‘Cadillac tax’ on health benefits will hit middle class hardest: Study

Although both liberal and conservative economists have denounced the longstanding exemption of employment-based health benefits from taxes as tantamount to a “regressive” tax subsidy that unfairly favors the rich, and have lauded a provision of Affordable Care Act that will impose a hefty tax on costlier (“Cadillac”) benefit packages, those who stand to be hit hardest by the new provision are middle-income families.

That’s the chief finding of a new study by Drs. Steffie Woolhandler and David U. Himmelstein, professors of health policy and management at the City University of New York School of Public Health and lecturers in medicine at Harvard Medical School. Their research article was published this week in the International Journal of Health Services.

“Taxpayers should be paying directly for health care through Medicare-for-All, not indirectly through tax subsidies to private insurance. However, removing the tax subsidies – as Obamacare will do – without setting Medicare-for-All in place is a step backwards. It’s shameful that economists have provided cover for this tax that will hit middle-class families and largely spare the wealthy,” said Woolhandler.
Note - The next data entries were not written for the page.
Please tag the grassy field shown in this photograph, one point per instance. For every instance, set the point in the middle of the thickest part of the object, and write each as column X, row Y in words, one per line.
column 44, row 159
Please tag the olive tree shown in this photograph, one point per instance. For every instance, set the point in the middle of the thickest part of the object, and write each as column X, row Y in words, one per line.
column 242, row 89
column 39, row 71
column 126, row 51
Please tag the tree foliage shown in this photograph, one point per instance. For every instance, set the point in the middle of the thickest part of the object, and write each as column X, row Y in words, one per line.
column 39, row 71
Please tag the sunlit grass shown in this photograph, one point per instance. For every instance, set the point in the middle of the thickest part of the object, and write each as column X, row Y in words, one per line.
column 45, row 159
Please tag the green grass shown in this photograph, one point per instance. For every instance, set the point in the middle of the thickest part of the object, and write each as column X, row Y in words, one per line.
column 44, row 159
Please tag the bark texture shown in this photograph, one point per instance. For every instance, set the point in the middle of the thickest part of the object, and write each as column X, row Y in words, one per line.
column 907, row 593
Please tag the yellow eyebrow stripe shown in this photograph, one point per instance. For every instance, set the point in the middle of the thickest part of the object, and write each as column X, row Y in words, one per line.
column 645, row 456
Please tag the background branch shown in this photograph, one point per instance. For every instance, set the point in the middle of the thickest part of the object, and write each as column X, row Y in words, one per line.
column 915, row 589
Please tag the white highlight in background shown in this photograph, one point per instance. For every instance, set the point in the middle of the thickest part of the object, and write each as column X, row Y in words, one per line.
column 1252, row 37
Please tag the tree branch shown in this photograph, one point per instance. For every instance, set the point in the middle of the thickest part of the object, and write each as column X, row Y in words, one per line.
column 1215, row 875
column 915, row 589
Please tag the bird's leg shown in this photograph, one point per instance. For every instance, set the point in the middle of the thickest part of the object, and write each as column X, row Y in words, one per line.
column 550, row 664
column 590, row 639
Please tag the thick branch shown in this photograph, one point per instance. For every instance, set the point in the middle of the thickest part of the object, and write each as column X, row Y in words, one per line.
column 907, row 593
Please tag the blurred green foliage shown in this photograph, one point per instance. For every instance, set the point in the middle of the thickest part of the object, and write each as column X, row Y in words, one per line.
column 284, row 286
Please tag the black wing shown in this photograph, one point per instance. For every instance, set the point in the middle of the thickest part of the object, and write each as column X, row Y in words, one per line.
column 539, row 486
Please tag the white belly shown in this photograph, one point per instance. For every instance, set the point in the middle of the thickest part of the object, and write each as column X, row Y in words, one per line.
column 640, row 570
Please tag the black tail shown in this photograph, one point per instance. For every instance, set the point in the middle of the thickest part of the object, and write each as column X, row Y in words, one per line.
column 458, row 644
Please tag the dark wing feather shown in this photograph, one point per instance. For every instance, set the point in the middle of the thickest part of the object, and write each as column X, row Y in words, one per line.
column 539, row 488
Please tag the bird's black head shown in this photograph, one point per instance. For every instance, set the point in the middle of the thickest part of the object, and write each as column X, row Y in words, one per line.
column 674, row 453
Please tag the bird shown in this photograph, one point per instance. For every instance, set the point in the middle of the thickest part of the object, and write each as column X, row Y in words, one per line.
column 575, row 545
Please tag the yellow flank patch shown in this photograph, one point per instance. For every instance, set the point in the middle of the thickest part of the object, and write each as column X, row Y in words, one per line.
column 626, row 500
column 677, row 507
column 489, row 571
“Most Americans are covered by employment-based health insurance,” Woolhandler and Himmelstein write. “Both employers’ and employees’ payments for such coverage are exempt from income and payroll taxes, an exemption that provided a tax subsidy of $326.2 billion in 2015.

“For years, economists and health policy analysts have criticized these subsidies on two grounds, claiming they (1) encourage over-insurance, resulting in the frivolous use of unneeded care, and (2) that the subsidies are regressive, that is, disproportionately benefiting the rich.”

These claims, they say, lay behind the so-called Cadillac tax provision of the ACA, which would impose a 40 percent, nondeductible excise tax on employment-based plans that exceed $10,200 for individuals or $27,500 for family coverage in 2018 (now set to take effect in 2020).

Because the upper limit on the cost of such plans “will be indexed to overall inflation rather than to health care inflation (which is almost always faster), over time more and more employee groups will be hit by the tax, or by a cut in benefits to avoid it.”

The authors note that the new tax provision has been sharply criticized by labor groups and some businesses.

To calculate the impact of the Cadillac tax on various segments of the U.S. population, the authors drew upon a key 2009 study by economist Jonathan Gruber, who helped design the tax, and data from the U.S. Census Bureau, the Robert Wood Johnson Foundation and the World Top Incomes Database. They break out the bulk of their findings by family income quintiles, with an accompanying table and chart.

As to the claim that new levy will make the tax subsidy less “regressive,” the authors flatly deny it. They say that while it’s true that the wealthiest segment of the U.S. population, e.g. the richest fifth, is currently receiving the largest subsidies in terms of absolute dollars (hence the claim that the subsidies are regressive), if one uses the standard economic definition of regressivity – based on share of income – it’s clear that middle-income Americans stand to sustain the greatest financial harm.

“The tax subsidy is a big help for people with (2009) family incomes of $38,550 to $100,000, but not for those with lower or higher incomes,” they write. As a result, the new tax on benefits “will hit the middle class hardest and spare the wealthy.”

They add that eliminating the subsidies (and “over-insurance”), as the Cadillac tax aims to do, “has ripple effects that will disproportionately harm lower-income workers.”

“Employers seeking to avoid the tax will probably increase copayments and deductibles. Even if most of the employers’ premium savings were eventually passed on to workers as higher wages, the higher out-of-pocket costs would discourage most low-income families from seeking care – exacerbating inequalities in health and health care.”

The authors also criticize other inequities that are built in to the Cadillac tax provision, and note “the glaring unfairness of levying the Cadillac tax based on the cost of benefits, rather than their richness.”

In addition to their academic posts, Woolhandler and Himmelstein are co-founders of Physicians for a National Health Program, a nonprofit organization that advocates for single-payer national health insurance. PNHP had no role in funding or otherwise supporting their study.